Turizm gelirlerindeki sert düşüşü dikkate aldığımızda, mal ihracatının mal ithalatından daha hızlı artması ve düşük emtia fiyatları elbette cari işlemler dengesini olumlu etkileyecektir. ABD-Çin ticaret geriliminin devam etmesi ve pandeminin tedarik zincirinde yarattığı sıkıntıya bağlı olarak umudumuz Türkiye’nin tedarik zincirinden pay kapabilmesi. Bu olasılığın gerçekleşmesi hem sanayi üretiminde hem de dış ticaretteki artışta sürdürülebilir bir devamlılık getirecektir. Tersi durumda ise talep daralması kaynaklı ithalatta gerileme sebebiyle cari işlemler dengesinde iyileşme göreceğiz.   

. “Toplam talep koşullarının sınırlayıcı etkisine karşın, salgına bağlı birim maliyet artışlarının yansımalarıyla çekirdek enflasyon göstergelerinin eğilimlerinde yükseliş gözlenmektedir. Uluslararası emtia fiyatları tüketici enflasyonunu sınırlamaya devam ederken, gıda enflasyonu dönemsel ve salgına bağlı etkiler nedeniyle artmıştır. Salgına bağlı tedbirlerle kısa vadede etkili olan arz yönlü unsurların, normalleşme sürecinin devamıyla kademeli olarak ortadan kalkacağı öngörülmektedir. Nitekim öncü göstergeler, normalleşme sürecinde kapasite kısıtlarına tâbi olan hizmet gruplarındaki aylık fiyat artışlarının yavaşlamaya başladığına işaret etmektedir. Yılın ikinci yarısında talep yönlü dezenflasyonist etkilerin daha belirgin hale geleceği öngörüsü korunmakla birlikte, yakın dönemdeki gerçekleşmeler nedeniyle yıl sonu enflasyon tahmini üzerindeki risklerin yukarı yönlü olduğu değerlendirilmektedir. Bu çerçevede Kurul, enflasyon görünümünü etkileyen tüm unsurları dikkate alarak, politika faizinin sabit tutulmasına karar vermiştir.”

Kredi hacmindeki yükselişin devam etmesi, konut ve otomotiv satışlarında Haziran ayında yaşanan hızlanma, ek olarak tedarik zincirindeki aksamalar fiyatlar genel seviyesinin aşağı gelmesini önleyen faktörler. Merkez Bankasının dezenflasyonist beklentisini canlı tutmasına rağmen %7,4 olan yılsonu enflasyon hedefi üzerinde risklerin yukarı yönlü olduğunu vurgulaması yaz döneminin sonuna yaklaşırken kredi büyümesindeki hızlanmanın devamlılığını sorgulatan bir gelişme.

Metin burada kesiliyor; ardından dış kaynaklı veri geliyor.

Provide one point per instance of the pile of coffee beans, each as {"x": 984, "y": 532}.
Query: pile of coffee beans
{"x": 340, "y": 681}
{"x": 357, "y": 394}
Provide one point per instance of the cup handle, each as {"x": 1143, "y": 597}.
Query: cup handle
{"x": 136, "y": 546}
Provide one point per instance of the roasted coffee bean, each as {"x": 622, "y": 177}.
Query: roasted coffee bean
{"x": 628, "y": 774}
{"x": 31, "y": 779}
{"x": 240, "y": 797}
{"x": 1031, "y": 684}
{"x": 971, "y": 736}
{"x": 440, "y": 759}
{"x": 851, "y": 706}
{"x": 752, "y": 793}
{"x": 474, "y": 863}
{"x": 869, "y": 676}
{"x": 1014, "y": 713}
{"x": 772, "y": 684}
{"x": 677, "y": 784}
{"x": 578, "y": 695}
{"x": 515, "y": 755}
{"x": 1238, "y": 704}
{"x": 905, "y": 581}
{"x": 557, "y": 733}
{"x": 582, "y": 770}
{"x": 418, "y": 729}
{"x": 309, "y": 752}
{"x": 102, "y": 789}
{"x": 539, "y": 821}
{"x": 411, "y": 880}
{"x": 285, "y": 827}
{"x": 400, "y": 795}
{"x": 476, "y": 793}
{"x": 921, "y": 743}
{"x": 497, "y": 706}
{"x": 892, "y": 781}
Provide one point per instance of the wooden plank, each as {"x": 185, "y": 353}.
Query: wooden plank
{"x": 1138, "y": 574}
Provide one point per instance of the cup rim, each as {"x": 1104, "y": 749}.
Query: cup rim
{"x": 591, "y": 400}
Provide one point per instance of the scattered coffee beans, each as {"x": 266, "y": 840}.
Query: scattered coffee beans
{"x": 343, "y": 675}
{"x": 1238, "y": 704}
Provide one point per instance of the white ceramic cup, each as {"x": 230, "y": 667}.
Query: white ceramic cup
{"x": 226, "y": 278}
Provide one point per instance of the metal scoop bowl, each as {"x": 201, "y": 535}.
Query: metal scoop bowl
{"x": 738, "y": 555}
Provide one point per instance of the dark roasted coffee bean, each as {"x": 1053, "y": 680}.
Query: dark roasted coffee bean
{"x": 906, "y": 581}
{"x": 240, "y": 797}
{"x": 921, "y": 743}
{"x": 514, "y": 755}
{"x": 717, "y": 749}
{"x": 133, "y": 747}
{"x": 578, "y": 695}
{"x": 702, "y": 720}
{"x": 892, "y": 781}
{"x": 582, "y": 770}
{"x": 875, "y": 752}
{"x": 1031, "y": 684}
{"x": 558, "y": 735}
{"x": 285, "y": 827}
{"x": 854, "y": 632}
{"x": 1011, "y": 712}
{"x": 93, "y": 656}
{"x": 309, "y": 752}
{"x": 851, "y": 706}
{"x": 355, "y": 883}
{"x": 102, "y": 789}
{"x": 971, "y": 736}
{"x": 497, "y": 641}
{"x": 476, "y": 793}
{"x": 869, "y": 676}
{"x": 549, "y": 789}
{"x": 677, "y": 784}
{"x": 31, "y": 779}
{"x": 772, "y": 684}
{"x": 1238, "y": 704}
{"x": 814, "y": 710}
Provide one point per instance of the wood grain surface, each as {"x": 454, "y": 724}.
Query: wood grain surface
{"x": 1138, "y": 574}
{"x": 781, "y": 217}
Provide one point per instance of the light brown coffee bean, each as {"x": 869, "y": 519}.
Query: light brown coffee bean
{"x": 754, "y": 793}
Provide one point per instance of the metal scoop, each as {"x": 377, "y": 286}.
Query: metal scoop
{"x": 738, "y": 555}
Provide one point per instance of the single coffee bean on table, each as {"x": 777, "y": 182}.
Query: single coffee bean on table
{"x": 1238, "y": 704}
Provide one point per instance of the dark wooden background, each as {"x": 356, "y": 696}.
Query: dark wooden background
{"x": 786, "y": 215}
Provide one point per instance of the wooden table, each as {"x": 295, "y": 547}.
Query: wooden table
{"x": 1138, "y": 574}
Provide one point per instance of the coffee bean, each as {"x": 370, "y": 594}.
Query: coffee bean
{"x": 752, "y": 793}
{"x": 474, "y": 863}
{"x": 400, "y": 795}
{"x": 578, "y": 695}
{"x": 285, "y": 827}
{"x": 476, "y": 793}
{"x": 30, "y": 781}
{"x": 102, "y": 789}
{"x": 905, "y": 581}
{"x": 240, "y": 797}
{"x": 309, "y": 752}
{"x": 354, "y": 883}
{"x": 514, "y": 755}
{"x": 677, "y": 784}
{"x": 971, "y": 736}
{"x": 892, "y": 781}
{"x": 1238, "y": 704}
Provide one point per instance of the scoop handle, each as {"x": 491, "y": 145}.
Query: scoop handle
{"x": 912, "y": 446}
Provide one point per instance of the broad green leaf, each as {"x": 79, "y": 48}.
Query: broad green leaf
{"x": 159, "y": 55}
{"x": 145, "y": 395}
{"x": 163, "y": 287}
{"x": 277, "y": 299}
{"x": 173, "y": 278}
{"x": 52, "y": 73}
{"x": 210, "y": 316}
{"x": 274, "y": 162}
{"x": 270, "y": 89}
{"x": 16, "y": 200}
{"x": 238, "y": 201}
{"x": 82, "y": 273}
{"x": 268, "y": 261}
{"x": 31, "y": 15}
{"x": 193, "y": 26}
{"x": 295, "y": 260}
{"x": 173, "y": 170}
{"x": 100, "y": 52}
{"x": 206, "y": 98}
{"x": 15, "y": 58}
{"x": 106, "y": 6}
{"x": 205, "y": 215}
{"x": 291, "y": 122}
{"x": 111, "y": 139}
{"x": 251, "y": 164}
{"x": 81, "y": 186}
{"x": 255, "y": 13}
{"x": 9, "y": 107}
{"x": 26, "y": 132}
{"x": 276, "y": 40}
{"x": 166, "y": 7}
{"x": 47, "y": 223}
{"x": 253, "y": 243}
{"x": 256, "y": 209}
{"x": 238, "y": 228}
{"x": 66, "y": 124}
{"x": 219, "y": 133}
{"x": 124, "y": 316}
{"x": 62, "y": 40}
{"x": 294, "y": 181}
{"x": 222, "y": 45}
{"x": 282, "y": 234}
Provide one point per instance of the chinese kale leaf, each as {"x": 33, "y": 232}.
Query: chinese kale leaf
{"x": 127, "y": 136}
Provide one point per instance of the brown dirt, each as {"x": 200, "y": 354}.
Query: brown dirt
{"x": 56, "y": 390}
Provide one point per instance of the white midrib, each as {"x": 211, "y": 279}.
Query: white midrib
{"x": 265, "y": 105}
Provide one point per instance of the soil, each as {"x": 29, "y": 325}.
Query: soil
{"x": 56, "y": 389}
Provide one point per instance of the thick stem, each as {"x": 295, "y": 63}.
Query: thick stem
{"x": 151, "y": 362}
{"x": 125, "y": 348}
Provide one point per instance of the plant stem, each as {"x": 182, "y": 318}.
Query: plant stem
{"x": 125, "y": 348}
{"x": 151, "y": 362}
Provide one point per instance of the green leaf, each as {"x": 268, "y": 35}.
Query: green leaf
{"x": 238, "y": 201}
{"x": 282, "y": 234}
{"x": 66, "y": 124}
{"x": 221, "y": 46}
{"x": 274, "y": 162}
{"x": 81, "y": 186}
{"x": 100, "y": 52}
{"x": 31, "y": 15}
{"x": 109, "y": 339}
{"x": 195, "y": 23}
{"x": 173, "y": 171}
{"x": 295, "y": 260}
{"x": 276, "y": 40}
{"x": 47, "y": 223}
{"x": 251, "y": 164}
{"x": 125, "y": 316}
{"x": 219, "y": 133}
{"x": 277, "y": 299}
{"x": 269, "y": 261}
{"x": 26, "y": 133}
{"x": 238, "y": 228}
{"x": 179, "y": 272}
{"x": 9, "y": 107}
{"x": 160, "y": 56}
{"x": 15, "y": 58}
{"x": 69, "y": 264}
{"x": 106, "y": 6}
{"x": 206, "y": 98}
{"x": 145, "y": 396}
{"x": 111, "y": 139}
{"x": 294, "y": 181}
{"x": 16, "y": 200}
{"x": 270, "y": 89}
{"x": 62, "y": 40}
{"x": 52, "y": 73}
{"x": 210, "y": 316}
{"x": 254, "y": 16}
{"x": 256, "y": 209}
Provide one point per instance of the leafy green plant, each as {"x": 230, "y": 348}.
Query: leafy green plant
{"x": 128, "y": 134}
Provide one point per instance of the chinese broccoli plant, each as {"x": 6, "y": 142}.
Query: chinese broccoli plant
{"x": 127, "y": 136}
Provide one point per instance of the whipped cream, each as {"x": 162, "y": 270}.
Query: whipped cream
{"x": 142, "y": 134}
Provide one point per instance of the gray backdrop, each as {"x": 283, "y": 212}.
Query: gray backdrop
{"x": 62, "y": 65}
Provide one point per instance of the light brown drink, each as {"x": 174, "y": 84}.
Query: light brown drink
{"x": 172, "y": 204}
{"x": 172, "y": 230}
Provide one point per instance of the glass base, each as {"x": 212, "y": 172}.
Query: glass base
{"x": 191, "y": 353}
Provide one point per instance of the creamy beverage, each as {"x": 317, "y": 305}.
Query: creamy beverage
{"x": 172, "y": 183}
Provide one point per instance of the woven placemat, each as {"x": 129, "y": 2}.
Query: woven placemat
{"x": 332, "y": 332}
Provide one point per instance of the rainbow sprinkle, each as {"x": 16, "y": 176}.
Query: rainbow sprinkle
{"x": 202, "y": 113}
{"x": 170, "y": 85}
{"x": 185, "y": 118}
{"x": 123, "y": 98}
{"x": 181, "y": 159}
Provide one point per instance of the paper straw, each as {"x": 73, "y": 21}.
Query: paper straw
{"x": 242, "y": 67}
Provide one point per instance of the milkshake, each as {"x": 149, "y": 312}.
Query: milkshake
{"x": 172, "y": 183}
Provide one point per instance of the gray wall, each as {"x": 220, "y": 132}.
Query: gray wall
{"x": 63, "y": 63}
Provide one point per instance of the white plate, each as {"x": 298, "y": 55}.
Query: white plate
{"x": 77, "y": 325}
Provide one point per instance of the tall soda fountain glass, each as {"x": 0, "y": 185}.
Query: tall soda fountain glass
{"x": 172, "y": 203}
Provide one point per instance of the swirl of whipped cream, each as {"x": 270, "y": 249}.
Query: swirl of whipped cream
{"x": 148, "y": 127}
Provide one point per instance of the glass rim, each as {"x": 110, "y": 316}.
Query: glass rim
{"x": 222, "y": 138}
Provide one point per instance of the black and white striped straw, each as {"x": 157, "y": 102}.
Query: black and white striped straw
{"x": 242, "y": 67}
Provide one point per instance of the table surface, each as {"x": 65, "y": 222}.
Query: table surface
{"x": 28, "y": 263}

Ekonomik ve finansal aktivite Haziran ve Temmuz aylarında ağırlıklı olarak kredi büyümesi ile beslendi. Bu taraftan gelecek bir bozulma, özellikle bankaların bilanço kalitesi üzerinde sorgulamaların başlamasına sebep olabilir.

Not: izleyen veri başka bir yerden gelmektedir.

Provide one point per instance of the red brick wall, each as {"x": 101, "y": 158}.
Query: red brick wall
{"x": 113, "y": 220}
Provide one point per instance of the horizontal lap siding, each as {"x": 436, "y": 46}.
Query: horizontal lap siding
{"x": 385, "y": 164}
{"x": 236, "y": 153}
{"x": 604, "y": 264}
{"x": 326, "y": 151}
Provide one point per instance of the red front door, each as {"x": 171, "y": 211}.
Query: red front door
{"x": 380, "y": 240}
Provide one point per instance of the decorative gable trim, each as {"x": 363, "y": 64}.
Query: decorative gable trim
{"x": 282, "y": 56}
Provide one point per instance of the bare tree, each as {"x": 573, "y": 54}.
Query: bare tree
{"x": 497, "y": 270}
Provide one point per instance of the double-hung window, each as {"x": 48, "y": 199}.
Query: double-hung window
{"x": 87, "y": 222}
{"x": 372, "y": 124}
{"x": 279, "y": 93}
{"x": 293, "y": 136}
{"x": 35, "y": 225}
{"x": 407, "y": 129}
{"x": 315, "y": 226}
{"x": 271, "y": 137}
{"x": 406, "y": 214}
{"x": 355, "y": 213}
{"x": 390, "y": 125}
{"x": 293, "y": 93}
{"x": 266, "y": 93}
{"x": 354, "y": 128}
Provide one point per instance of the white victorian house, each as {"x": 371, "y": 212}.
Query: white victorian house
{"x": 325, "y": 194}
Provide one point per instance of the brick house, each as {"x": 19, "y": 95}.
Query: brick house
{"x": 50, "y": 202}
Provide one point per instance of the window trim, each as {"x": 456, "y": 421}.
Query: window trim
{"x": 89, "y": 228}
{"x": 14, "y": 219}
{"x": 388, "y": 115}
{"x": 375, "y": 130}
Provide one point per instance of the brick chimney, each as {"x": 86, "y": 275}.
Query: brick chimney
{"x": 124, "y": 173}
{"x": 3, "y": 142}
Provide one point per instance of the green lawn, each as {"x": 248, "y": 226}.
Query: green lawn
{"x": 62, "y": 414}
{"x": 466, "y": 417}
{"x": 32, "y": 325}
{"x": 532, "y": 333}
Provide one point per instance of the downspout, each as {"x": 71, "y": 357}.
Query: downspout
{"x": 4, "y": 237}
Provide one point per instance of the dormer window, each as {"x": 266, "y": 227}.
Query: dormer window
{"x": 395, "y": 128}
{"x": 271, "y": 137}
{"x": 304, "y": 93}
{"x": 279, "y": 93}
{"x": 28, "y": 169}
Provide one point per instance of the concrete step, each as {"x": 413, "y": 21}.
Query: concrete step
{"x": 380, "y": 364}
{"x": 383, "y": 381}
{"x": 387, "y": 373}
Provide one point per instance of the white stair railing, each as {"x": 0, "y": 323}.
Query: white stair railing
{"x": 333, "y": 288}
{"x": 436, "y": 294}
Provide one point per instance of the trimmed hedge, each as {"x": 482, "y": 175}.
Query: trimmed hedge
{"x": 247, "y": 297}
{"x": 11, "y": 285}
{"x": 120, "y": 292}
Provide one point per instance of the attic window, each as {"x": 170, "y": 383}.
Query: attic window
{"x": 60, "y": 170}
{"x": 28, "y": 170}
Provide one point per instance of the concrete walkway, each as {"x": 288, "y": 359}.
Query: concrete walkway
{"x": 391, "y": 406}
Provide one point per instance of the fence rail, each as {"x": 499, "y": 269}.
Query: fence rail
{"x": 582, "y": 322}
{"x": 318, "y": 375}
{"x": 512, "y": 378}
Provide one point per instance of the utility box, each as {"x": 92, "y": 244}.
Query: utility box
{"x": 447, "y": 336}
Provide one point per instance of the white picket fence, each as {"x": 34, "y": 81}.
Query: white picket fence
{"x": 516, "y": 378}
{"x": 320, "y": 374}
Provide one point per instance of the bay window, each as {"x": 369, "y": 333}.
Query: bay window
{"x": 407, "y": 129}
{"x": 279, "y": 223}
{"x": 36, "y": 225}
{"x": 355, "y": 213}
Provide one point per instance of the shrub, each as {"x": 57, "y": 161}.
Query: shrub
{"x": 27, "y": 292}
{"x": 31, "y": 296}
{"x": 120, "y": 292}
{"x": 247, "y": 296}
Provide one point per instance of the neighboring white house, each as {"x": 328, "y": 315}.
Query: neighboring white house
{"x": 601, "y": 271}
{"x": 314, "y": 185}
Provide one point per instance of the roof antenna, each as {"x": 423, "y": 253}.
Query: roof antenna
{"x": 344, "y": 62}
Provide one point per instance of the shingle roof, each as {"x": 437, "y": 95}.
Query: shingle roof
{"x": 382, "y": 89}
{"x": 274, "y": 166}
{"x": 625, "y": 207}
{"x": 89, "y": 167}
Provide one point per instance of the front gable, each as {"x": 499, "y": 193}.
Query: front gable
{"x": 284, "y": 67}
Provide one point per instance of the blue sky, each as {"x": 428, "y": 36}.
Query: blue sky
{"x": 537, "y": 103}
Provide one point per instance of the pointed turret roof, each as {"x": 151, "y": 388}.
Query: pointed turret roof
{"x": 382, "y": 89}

Öte yandan, 2019 yılında toplam 124 milyar TL açık veren bütçenin, 2020’nin ilk 6 ayında 109 milyar TL açık vermesi Ekim ayında yüksek iç borç ödemesi yapacak olan Hazine’nin borçlanma maliyeti üzerinde risk oluşturuyor. Bu da faiz harcamalarında artış olması demek.

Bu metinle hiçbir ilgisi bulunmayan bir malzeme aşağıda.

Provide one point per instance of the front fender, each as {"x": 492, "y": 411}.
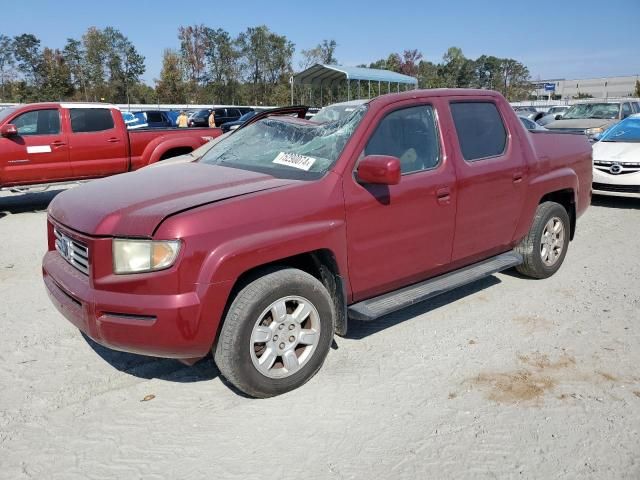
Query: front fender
{"x": 229, "y": 260}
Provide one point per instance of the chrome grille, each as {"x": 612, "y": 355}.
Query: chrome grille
{"x": 73, "y": 251}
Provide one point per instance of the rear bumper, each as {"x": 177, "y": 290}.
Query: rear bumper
{"x": 171, "y": 326}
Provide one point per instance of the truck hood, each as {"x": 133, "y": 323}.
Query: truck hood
{"x": 134, "y": 204}
{"x": 579, "y": 123}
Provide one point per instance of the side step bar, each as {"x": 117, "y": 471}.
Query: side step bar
{"x": 376, "y": 307}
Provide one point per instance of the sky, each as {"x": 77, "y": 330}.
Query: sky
{"x": 564, "y": 39}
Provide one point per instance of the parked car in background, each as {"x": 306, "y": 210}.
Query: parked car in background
{"x": 264, "y": 249}
{"x": 155, "y": 118}
{"x": 616, "y": 160}
{"x": 592, "y": 118}
{"x": 43, "y": 143}
{"x": 132, "y": 122}
{"x": 200, "y": 118}
{"x": 235, "y": 124}
{"x": 554, "y": 113}
{"x": 529, "y": 112}
{"x": 530, "y": 124}
{"x": 336, "y": 111}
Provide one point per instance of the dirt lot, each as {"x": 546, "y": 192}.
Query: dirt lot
{"x": 508, "y": 378}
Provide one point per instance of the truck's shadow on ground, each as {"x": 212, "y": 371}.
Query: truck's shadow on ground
{"x": 359, "y": 330}
{"x": 27, "y": 202}
{"x": 151, "y": 367}
{"x": 616, "y": 202}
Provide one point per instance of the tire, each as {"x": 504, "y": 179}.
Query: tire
{"x": 264, "y": 351}
{"x": 545, "y": 246}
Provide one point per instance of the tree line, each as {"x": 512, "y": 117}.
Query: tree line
{"x": 210, "y": 66}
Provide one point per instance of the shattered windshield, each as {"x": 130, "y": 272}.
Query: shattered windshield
{"x": 5, "y": 112}
{"x": 592, "y": 110}
{"x": 286, "y": 147}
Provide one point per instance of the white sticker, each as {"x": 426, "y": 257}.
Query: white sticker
{"x": 39, "y": 149}
{"x": 294, "y": 160}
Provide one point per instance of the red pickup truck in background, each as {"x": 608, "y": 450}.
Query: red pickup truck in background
{"x": 46, "y": 143}
{"x": 261, "y": 250}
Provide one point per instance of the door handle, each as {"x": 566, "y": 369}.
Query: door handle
{"x": 443, "y": 195}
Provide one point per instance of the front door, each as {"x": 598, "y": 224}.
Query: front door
{"x": 39, "y": 153}
{"x": 402, "y": 233}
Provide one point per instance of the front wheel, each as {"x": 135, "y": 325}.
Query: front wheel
{"x": 276, "y": 334}
{"x": 545, "y": 246}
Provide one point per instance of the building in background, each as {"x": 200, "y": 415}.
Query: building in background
{"x": 604, "y": 87}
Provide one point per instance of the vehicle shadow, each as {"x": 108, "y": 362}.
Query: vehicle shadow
{"x": 145, "y": 367}
{"x": 27, "y": 202}
{"x": 358, "y": 330}
{"x": 616, "y": 202}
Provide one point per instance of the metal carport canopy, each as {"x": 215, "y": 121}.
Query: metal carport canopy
{"x": 320, "y": 74}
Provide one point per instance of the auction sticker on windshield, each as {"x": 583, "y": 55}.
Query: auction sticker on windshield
{"x": 295, "y": 160}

Yabancı turist bazlı turizm sektöründeki zayıflık, Merkez Bankasının ardından kamu bankalarının negatif net döviz varlıkları, ek olarak sonbaharla birlikte okulların başlaması, giyim ve gıda fiyatları ile enerji maliyetlerindeki artış gibi faktörleri dikkate alırsak, Ekim ayına kadar Merkez Bankasının %8,25 seviyesindeki politika faizini düşürmesini gerektirecek bir sebep şu an için gözükmüyor.